From the archive: Ross McWhirter goes to Wimbledon

‘Under the successful surface they certainly have their worries’: Wimbledon 1965.
‘Under the successful surface they certainly have their worries’: Wimbledon 1965. Photograph: Gerry Cranham/The Observer

As might have been expected from the man who co-founded The Guinness Book of Records, Ross McWhirter’s cover story for the Observer Magazine of 20 June 1965 about the Wimbledon tennis tournament was fairly heavy on facts and figures.

McWhirter writes in ‘The Wimbledon Business’ that in 1964 ‘the gross Wimbledon gate was worth more than £250,000’ and outlines its revenue from TV fees, car parking, etc. Costs included, ‘The 60 ball boys employed during the tournament, lent to the club by permission of the Council of Dr Barnardo’s Homes in return for an annual donation.’ Outgoing expenditure was significant, mostly because the courts have to be maintained for 50 weeks in the year outside of the tournament.

The All England Lawn Tennis and Croquet Club, writes McWhirter, ‘runs what is by common consent easily the best-organised lawn tennis event in the world.
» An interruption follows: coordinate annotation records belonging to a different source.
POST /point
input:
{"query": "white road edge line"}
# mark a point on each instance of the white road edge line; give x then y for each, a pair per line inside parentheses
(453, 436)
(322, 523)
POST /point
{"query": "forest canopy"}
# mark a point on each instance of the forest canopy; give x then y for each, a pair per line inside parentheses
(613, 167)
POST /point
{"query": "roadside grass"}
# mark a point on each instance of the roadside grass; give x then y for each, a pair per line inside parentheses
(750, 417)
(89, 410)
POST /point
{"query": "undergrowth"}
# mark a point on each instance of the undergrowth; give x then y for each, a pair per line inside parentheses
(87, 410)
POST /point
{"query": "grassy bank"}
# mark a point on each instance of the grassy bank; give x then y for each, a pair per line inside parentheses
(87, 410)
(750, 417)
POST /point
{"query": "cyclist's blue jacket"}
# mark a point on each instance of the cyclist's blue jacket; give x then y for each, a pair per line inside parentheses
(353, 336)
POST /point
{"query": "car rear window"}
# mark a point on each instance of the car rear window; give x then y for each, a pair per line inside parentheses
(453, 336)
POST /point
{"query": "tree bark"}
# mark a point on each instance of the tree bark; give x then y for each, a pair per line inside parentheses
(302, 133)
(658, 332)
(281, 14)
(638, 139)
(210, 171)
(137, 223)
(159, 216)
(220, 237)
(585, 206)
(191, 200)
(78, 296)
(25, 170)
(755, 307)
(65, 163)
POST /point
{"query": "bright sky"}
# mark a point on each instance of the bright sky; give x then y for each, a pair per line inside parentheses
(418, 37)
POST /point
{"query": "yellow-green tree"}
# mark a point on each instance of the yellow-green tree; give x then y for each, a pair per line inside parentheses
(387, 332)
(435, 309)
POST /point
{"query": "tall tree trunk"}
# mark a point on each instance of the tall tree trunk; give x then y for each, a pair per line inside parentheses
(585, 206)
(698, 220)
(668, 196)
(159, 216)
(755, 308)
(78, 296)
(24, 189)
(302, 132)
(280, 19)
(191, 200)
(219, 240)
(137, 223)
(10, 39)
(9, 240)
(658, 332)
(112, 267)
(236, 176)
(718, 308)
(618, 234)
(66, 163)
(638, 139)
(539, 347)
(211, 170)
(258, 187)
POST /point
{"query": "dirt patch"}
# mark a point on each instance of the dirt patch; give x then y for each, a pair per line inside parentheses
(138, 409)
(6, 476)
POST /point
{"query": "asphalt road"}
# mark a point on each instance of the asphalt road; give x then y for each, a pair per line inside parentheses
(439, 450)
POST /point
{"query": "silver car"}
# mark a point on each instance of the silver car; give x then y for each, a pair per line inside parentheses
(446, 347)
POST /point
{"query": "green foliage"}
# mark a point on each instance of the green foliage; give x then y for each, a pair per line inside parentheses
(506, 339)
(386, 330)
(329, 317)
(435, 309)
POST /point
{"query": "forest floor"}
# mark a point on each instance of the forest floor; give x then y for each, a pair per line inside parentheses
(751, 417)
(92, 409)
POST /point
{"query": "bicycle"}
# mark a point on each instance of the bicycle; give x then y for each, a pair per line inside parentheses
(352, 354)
Yet under the successful surface they certainly have their worries.’ This was at a time when the tournament was still open only to amateurs, but the committee and members of the club were ‘desperately keen to open Wimbledon to professionals’.

If they allowed that, he argues, ‘the Gordian knot will be cut and Wimbledon’s champion will again become without question the top lawn tennis player in the world… as he used to be in pre-war days.’

The wait wasn’t long – in 1968 the International Tennis Federation finally voted to allow professionals to play alongside the amateurs.

McWhirter concedes that the amateur men at Wimbledon are not the best in the world, but says the women players are. It’s a shame then that the great Brazilian tennis player Maria Bueno (‘whose attractions include a fluent serve and frilly pants’) is defined in the article as ‘the daughter of a São Paulo horse-pill manufacturer’. That surely has a strong claim for being a world record in itself.